I have recently purchased the Cerwin Vega CVHD 5.1 systems and I was trying to set it up together with my Onkyo 606 AV Receiver. The problem is I never managed the subwoofer to work.

So, I have CVHD-12S powered subwoofer that has:
1) HI-LEVEL INPUT L+R connectors + and -
2) HI-LEVEL OUTPUT L+R connectors + and -
3) LINE IN (for RCA jacks)
4) VOLUME control
5) LOW-PASS FREQ control
6) 0/180 PHASE switch
7) STANDBY indicator red/green

here is the picture of the connection:


after it did not work with the a/v receiver, I tried to test just the subwoofer. What I did was I connected my MP3 player to the LINE IN and that, as far as I understand should make the subwoofer produce the base sounds. Which it did not.

after that I tried to connect 2 speakers to the HI-LEVEL OUTPUT and it should have sent the sound to the speakers and subwoofer but none of them produced any sound.

The STANDBY indicator shows green, meaning that the sound goes in properly.

I tested all the cables and they are alright. Again all 5 speakers work perfectly from the AV Receiver but as soon as I connect them to the subwoofer, nothing happens.

As far as I understand, connecting the MP3 player to the LINE IN should make it produce the base already which is not happening. Am I right? Do I know for sure that this is the faulty subwoofer?

Thanks for your help


----------



## Mike P. (Apr 6, 2007)

Have you tried connecting the "Sub Out" from the 606 AV Receiver to the "LFE In" on the subwoofer?


----------



## tridy (Dec 14, 2008)

Yes, that is the first thing I have tried: to connect *PRE OUT SUB WOOFER* from 606 AV Receiver to *LFE IN* on the subwoofer (with the RCA cable) - no sound.


----------



## Mike P. (Apr 6, 2007)

Can you verify that the "Sub Out" is working on the 606? Last night I watched "The Incredible Hulk" DVD. No sound from the Subs. I checked all my settings and they were good. The DVD's default sound was 2 channel stereo. I changed it to 5.1 and all was good. My point is to check everything there is to find out where the problem is, don't assume it's the sub that's not working.


----------



## tridy (Dec 14, 2008)

Thanks for the reply.

1. I tried the audio settings from 606, then Audisey setup with the microphone and that did not find the sub. No sound from sub. On Bad Boys II all 5 channels worked but sub.
2. I tried to connect the MP3 player to line in of the sub and still no sound.
3. The sub speaker never produced any type of noise -- background or when I switch the songs on MP3 player or when I turn it off. Not a single beep.

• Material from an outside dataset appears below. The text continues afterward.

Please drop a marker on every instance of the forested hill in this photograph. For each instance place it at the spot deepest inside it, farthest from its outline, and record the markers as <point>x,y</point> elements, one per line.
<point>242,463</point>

I am pretty sure the sub with just MP3 player plugged into the sub's LINE IN should make it produce base.


----------



## Mike P. (Apr 6, 2007)

One last test. Hook the left and right front speaker wires from the 606 to the left and right "high level inputs" on the Sub amp. If no sound from the sub then you know the sub is the problem.


----------



## tridy (Dec 14, 2008)

yep, tried that as well already:

606 speakers (Front Left, Front Right) output > sub HIGH LEVEL INPUT
sub HIGH LEVEL OUTPUT > speakers

sound is going to the speakers but the sub is sooooo silent


----------



## Mike P. (Apr 6, 2007)

Sounds like a warranty issue.


----------



## tridy (Dec 14, 2008)

just wanted to let you know that the subwoofer was replaced and now it works perfectly.


----------



## Mike P. (Apr 6, 2007)

Thanks for the update. Glad to hear you are now up and running.


----------